Is that commonly called hybrid ring technology?  I think Sinclair made a
duplexer that used that technology, is that correct?

Paul


-----Original Message-----
From: [email protected]
[mailto:[EMAIL PROTECTED] Behalf Of wa6rqd
Sent: Tuesday, January 24, 2006 9:32 PM
To: [email protected]
Subject: Re: [Repeater-Builder] Squeeling Problem Resolved!! (I hope)


Nate Duehr wrote:
[snip]

> Never seen a combiner system made with isolators and mixers have a TX
> cavity beyond it on the antenna side... but I guess it could be done?
>
> Of course, usually the systems feeding such a combiner have TX cavities
> on them of some sort... not always, though.
>
> But... I'm just an Amateur.  And I haven't seen much of anything.  I
> know there's pros on this list.  (Speak up, pros.)  Just following in
> much larger footprints.
>

Nate,

What you are using is a hybrid-ferrite combiner. By design they exhibit
a 3dB loss per mix point. In addition to their inherent high loss, the
other negative is they do expose the world to the non-linearities of the
  isolators.
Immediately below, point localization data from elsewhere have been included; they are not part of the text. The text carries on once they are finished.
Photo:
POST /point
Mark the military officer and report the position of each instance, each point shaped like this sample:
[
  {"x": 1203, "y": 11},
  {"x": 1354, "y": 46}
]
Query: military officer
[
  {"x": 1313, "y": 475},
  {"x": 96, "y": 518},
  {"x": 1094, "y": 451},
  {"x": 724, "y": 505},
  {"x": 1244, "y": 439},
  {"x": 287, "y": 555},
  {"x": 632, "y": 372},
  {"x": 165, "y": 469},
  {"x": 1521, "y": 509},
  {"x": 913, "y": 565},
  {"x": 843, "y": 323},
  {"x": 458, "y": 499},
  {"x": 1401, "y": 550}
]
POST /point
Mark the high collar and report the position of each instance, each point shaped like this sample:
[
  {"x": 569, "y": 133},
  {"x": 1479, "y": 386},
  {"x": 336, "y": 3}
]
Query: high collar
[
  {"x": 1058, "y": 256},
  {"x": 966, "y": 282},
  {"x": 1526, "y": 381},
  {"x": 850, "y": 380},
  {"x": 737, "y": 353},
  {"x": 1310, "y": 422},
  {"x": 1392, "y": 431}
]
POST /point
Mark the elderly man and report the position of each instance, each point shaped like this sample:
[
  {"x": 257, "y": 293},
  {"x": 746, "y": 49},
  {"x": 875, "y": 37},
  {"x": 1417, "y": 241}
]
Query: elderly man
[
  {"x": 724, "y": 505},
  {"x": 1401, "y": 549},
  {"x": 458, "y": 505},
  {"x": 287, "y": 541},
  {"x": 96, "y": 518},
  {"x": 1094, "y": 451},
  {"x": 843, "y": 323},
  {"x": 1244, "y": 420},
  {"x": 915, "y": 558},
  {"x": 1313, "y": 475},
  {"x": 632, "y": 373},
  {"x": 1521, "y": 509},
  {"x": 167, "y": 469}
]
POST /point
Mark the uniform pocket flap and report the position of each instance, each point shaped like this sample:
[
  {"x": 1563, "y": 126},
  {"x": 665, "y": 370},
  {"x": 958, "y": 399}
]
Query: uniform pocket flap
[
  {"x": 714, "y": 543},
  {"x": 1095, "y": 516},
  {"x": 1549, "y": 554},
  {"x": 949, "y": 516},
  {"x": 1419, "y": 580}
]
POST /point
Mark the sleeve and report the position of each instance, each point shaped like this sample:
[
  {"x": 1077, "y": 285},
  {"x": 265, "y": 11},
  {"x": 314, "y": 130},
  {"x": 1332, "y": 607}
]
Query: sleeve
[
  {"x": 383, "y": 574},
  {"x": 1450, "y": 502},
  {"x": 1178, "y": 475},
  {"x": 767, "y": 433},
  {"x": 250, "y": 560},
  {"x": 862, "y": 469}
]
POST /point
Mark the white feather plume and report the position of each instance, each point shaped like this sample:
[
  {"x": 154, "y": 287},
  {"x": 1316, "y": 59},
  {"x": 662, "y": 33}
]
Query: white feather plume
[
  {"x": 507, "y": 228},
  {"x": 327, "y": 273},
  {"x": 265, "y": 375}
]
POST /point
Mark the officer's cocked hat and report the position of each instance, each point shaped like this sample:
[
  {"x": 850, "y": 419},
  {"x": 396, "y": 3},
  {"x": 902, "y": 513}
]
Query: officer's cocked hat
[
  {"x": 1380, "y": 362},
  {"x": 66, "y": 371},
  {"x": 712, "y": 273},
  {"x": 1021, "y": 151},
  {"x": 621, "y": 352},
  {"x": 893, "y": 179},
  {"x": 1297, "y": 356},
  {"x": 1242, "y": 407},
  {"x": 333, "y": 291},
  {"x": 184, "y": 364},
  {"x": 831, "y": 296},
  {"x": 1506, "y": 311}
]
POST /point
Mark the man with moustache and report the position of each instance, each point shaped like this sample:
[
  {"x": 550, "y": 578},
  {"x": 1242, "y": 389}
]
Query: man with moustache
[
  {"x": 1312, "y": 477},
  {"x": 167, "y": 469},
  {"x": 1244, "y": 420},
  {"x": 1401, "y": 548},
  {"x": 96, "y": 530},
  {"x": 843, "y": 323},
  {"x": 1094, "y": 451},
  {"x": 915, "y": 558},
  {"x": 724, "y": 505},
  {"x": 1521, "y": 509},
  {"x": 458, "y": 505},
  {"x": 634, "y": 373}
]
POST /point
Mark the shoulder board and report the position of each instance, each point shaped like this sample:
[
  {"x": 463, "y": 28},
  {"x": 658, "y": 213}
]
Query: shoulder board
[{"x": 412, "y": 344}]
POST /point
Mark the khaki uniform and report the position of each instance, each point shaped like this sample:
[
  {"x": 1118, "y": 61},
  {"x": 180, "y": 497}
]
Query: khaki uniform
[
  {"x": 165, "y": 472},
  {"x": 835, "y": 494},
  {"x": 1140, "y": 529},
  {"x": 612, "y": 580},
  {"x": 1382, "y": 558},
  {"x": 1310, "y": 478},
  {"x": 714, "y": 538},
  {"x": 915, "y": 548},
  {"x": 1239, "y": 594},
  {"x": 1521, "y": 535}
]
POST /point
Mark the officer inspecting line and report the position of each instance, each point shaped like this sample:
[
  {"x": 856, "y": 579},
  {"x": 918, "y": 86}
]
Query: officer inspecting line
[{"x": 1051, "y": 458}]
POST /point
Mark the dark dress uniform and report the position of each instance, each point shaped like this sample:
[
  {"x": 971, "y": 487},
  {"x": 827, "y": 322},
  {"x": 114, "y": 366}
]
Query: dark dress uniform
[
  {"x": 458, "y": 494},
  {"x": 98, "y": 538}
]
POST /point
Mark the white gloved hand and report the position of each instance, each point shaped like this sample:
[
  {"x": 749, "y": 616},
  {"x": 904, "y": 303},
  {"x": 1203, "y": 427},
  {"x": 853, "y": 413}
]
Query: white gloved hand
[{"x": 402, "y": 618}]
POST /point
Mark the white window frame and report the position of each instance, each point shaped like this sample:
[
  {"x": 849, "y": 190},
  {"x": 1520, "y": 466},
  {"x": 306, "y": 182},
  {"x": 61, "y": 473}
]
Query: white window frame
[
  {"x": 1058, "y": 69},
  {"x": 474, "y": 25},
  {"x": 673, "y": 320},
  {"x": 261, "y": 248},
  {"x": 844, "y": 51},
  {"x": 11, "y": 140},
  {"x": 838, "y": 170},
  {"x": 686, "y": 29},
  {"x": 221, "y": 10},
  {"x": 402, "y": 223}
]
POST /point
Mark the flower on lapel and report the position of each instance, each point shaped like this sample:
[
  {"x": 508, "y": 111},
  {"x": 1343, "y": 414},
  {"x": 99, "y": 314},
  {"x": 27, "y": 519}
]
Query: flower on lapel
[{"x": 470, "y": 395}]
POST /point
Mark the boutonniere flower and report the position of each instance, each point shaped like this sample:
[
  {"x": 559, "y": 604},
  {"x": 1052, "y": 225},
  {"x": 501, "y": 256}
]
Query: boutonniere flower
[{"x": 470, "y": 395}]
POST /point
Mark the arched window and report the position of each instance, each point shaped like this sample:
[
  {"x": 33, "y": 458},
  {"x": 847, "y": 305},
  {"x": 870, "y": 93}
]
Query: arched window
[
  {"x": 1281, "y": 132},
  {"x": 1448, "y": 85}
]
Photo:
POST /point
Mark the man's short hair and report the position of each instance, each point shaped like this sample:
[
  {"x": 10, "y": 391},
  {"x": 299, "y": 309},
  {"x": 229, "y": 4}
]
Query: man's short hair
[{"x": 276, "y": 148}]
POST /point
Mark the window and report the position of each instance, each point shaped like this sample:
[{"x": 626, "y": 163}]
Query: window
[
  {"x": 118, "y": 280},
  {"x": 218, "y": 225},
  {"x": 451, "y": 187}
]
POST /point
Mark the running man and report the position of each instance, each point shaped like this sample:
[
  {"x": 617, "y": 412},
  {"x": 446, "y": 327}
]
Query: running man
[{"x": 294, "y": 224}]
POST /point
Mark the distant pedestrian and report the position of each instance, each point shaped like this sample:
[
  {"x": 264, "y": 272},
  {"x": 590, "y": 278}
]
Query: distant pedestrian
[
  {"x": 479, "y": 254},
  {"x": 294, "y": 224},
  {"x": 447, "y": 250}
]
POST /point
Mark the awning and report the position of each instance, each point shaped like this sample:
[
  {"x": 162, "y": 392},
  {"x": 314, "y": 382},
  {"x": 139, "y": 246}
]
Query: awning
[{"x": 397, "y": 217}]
The one positive is there is no minimum frequency
separation between connected transmitters.

A much lower loss combiner uses cavities and isolators. They exhibit
typically <2dB instead of 6dB for four (or many more) TXs with wide
spaced transmitters and as the transmit spacing decreases, the insertion
loss goes up. Below is an example link:
http://www.sinctech.com/catalog/product.aspx?id=750

The upside is much lower loss and the world is protected from the
non-linearities within the isolators. The downside is more cost and
depending on the design / cavity Q, the minimum frequency spacing on
high band is 60 KHz or more.

I don't know of any of the more crowded sites in southern California
that would accept a hybrid-ferrite combiner due to possible interference
to others co-located / nearby systems.